Binnenkort ga ik naar de workshop ‘Het wonder van de stem’ van Arnold Sandhaus. Het vinden van je eigen stem kan lang duren. Het is een van de thema’s van mijn eerste boek. Het wonder van de stem. Dat wil ik ervaren. Dus geef ik me op. Tot mijn schrik komt er meteen een opdracht binnen. Of we een tekst naar keuze uit ons hoofd willen leren om de workshop mee te beginnen. In de loop van de workshop gaan we……..
dat dringt niet meer door.
Hoe kom ik aan een gedicht. Ik lees nooit gedichten. Of eigenlijk elke dag, sinds kort, van Ton de Gruijter en Bert Deben, twee dichters met wie ik bevriend ben geraakt dankzij facebook, twee dichters die ik kan volgen. Kies ik de een, moet ik de ander overslaan. Dat kan ik niet over mijn hart verkrijgen.

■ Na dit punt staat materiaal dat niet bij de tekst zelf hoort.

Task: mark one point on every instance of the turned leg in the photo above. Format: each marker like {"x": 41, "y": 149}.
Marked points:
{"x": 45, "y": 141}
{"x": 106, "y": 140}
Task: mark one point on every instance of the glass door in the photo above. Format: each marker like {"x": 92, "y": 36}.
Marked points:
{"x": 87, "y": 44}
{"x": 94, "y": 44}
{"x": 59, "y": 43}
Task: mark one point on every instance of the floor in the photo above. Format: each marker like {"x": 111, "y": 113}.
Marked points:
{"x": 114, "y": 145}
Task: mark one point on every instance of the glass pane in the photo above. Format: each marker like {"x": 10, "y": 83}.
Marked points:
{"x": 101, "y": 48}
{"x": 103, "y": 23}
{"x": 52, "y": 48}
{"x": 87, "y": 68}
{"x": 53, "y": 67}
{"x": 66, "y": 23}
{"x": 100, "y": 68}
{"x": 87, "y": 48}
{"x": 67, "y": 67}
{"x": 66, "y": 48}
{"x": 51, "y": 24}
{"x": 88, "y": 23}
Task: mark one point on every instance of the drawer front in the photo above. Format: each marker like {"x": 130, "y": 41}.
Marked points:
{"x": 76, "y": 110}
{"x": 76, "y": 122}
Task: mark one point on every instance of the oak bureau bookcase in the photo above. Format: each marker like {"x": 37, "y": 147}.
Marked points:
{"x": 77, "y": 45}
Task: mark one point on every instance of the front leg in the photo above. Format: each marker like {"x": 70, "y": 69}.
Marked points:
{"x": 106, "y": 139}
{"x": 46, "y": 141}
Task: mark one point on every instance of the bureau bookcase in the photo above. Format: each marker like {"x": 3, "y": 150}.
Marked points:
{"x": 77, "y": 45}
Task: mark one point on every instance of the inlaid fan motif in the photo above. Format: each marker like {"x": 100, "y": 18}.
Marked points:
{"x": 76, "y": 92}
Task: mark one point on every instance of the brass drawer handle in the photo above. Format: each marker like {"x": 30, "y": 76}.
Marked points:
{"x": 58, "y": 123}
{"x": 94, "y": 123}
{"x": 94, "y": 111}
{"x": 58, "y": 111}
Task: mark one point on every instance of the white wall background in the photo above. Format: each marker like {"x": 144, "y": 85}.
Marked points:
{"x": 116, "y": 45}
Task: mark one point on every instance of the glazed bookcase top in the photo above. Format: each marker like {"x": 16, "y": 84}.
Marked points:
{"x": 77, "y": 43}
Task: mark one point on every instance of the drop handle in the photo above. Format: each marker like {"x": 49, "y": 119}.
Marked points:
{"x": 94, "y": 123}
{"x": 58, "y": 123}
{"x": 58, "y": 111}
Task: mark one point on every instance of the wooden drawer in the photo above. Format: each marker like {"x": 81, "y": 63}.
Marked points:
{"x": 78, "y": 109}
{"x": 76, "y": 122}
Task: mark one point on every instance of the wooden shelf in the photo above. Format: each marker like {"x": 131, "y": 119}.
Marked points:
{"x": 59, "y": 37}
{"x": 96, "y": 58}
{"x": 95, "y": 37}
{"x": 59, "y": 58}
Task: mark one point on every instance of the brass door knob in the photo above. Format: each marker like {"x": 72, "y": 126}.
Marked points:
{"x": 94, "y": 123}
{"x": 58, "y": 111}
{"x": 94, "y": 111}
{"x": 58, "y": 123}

Van Arnold mag het ook een sprookje zijn. Ik heb honderden sprookjes en avonturen verteld aan mijn klas, altijd uit het hoofd. De kinderen hingen aan mijn lippen en als het voor een zaal met ouders was, hingen die er ook nog aan. Ik zag het verhaal voor me en dat vertelde ik van beeld tot beeld, van de ene emotie naar de volgende. Mijn klas huilde toen Kain Abel doodstak, want ik zag het voor me en dat was meer en erger en bloederiger en zieliger dan wat de bijbel ervan meldt.

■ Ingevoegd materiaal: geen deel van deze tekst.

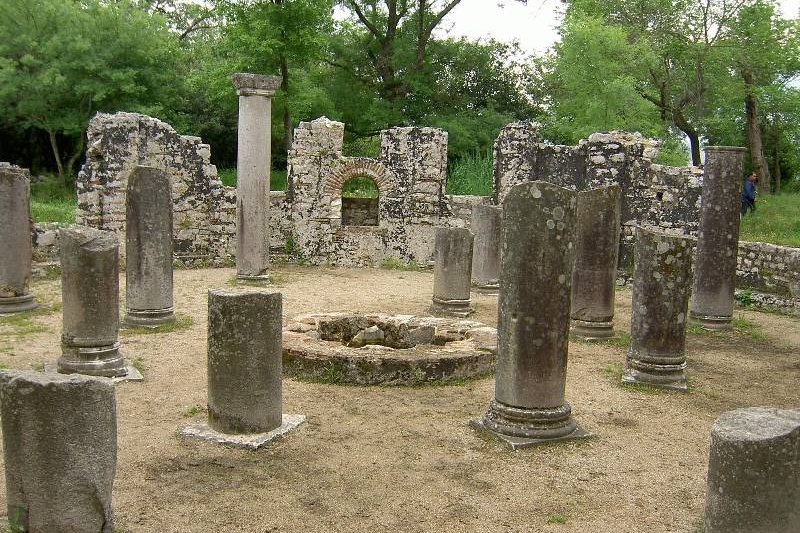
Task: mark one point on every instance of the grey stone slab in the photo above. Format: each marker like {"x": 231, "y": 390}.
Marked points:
{"x": 202, "y": 431}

Dit is niet wat Arnold vraagt. Hij vraagt of we een tekst uit het hoofd willen leren. Dat betekent letterlijk. Woord voor woord. Weg met de eigen fantasie, frustratie, emotie, interpretatie. Niet out of the box, maar erin.

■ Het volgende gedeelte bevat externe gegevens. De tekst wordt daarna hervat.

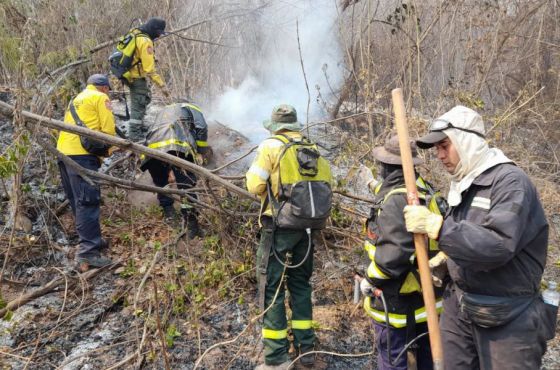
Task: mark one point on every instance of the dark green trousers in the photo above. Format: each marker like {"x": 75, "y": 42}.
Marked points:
{"x": 275, "y": 325}
{"x": 140, "y": 97}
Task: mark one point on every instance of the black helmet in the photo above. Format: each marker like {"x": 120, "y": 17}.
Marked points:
{"x": 154, "y": 27}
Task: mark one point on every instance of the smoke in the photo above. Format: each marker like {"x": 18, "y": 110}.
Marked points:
{"x": 270, "y": 70}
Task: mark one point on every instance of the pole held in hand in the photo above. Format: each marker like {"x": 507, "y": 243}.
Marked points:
{"x": 419, "y": 239}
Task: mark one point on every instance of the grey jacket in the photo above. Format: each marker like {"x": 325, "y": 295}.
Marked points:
{"x": 497, "y": 236}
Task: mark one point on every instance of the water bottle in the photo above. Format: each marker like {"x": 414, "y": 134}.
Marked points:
{"x": 551, "y": 296}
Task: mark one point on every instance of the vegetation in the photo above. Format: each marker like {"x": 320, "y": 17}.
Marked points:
{"x": 171, "y": 300}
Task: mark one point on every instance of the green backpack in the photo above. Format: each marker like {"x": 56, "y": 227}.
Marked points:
{"x": 304, "y": 188}
{"x": 121, "y": 58}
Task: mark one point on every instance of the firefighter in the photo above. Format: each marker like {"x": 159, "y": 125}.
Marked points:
{"x": 284, "y": 251}
{"x": 181, "y": 130}
{"x": 393, "y": 269}
{"x": 143, "y": 67}
{"x": 93, "y": 108}
{"x": 495, "y": 236}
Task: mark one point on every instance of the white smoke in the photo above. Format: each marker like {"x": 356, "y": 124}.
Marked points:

Dat vraagt hij niet zomaar. Daar heeft hij een bedoeling mee. Een bedoeling die mij duister is. De enige manier om erachter te komen is het aan te gaan. Anders kan ik net zo goed niet deelnemen aan deze workshop. Mijn eigenwijzigheid leef ik altijd al uit, met mijzelf als resultaat. Daar kan verandering in aangebracht worden. Aldus spreek ik mezelf moed in. En zo is de workshop begonnen voor hij begint. Knap staaltje van Arnold.
Ik zoek een gedicht in onze boekenkast met 50 meter boeken. Geen gedicht te vinden. Allemaal instructies hoe huis, tuin en keuken het best aangepakt kunnen worden, hoe karakters in elkaar zitten en dieren, planten, historie, zeeën, aarde en heelal. De boekenkast van iemand die het niet weet. Hoe de boel in elkaar zit. Wat de wereld bijeen houdt.
Ik duik in mijn persoonlijke akashakroniek. ‘Mijn moeder is mijn naam vergeten, voor wie ik liefheb wil ik heten’ Neeltje Maria Min, de enige regels van het enige gedicht dat de tijd heeft doorstaan. Ik blader in Ton, ik blader in Bert. Ik wil ze allebei of ik wil ze geen van twee. Dag Ton, dag Bert.
Ik woel en wieg mezelf in slaap met een gedicht van mezelf.
binnenin mij
slaapt
om in mijn dromen
soms
omhoog te komen
Bij het ontwaken komt omhoog waar ik het zoeken moet, de bovenste plank! Ik stuit op twee gedichten, een klankgedicht en een sprookje. Ik zoek niet verder. De tijd dringt. Een van de twee moet het worden. Ligt eraan welke ik onthouden kan.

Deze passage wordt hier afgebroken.